As a leader, your thoughts, words, and actions set a tone during periods of uncertainty.
It’s also critically important that you don’t ignore your own reaction.
Just like your employees, you could be dealing with the ongoing stress of the pandemic in a variety of ways—and it’s important to know yourself well enough to be clear-eyed about your own coping mechanisms.
The important thing to remember is that in the midst of all this uncertainty, you have an obligation to lead. You need to manage your own reaction so that it doesn’t negatively affect the reactions of others.
This is important because during periods of uncertainty everyone instinctively looks to their leaders for cues. The tone you set can either help or hinder how everyone else reacts. If you’re running around fretting, it’s quite likely your employees will do the same. On the other hand, if you project confidence and reassurance, that can be contagious as well.
WHAT TO PAY ATTENTION TO:
While ambiguity in plans and messaging may seem inevitable when uncertainty is high, there are ways to cut through it—and move toward clarity.
What are the best ways to deal with uncertainty without letting ambiguity rule? Here are some suggestions:
- Get As Much Information as You Can
As a leader, you may have access to more sources of pertinent information about your situation than your employees do. You likely know more about the financial health of the company and its various divisions; you can speak with your contacts in other companies and sectors about the challenges they’re facing and their responses; you are in a position to check in with suppliers and other stakeholders about what’s affecting them. It’s your responsibility to gather this information and synthesize it in a way that helps you plan. Ultimately, if you are uncertain and anxious, your team will pick up on that.

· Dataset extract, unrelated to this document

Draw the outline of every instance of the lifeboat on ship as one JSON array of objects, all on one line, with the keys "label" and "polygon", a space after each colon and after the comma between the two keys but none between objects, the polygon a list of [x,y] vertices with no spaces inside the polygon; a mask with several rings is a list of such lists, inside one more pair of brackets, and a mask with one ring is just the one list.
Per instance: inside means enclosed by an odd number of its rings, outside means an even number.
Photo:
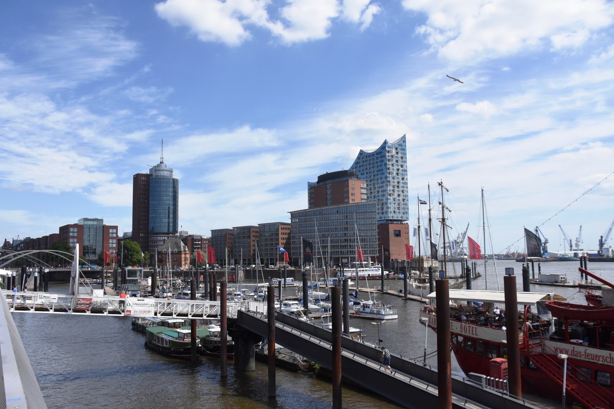
[{"label": "lifeboat on ship", "polygon": [[614,307],[572,304],[562,301],[546,301],[546,308],[556,316],[563,319],[578,319],[614,323]]}]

- Communicate Consistently
This goes both ways: First, you must communicate what you know and can share. Everyone appreciates transparency during uncertain times. You can do this by finding ways to bring your people together through town halls and other public meetings.
Second, it’s crucial to hear from your people as well. What’s going on within the organization that you might not see? It’s important to understand that employees like to hear important information from their direct managers—typically the ones they trust the most. For this reason, it’s critical that they’re reinforcing the messages from senior management. Saying nothing or offering contradictions will only heighten the feeling of ambiguity for employees.
- Address Misinformation and the Rumor Mill Head-On
People have a deep desire to have meaning and understand things. In the absence of good information, some will invent their own information. Often small and random data points get spun into stories. If they are negative and untrue, these rumors can take a life of their own and work against you. So be vigilant in squashing bad information.
- Build Your Team’s Ability to Deal with Adversity
Make sure you take the time in regular meetings to discuss the uncertainty and challenges you are facing. In my eBook, Adversity, I provide several strategies to help leaders work with their teams to build stronger resilience and resolve. You can download a copy here.
In his epic book, The Hero’s Journey, author Joseph Campbell said: “Opportunities to find deeper powers within ourselves come when life seems most challenging.”
As our world continues to be uncertain, it is critical that we find ways to access the deeper powers we have within ourselves, and within each of our team members.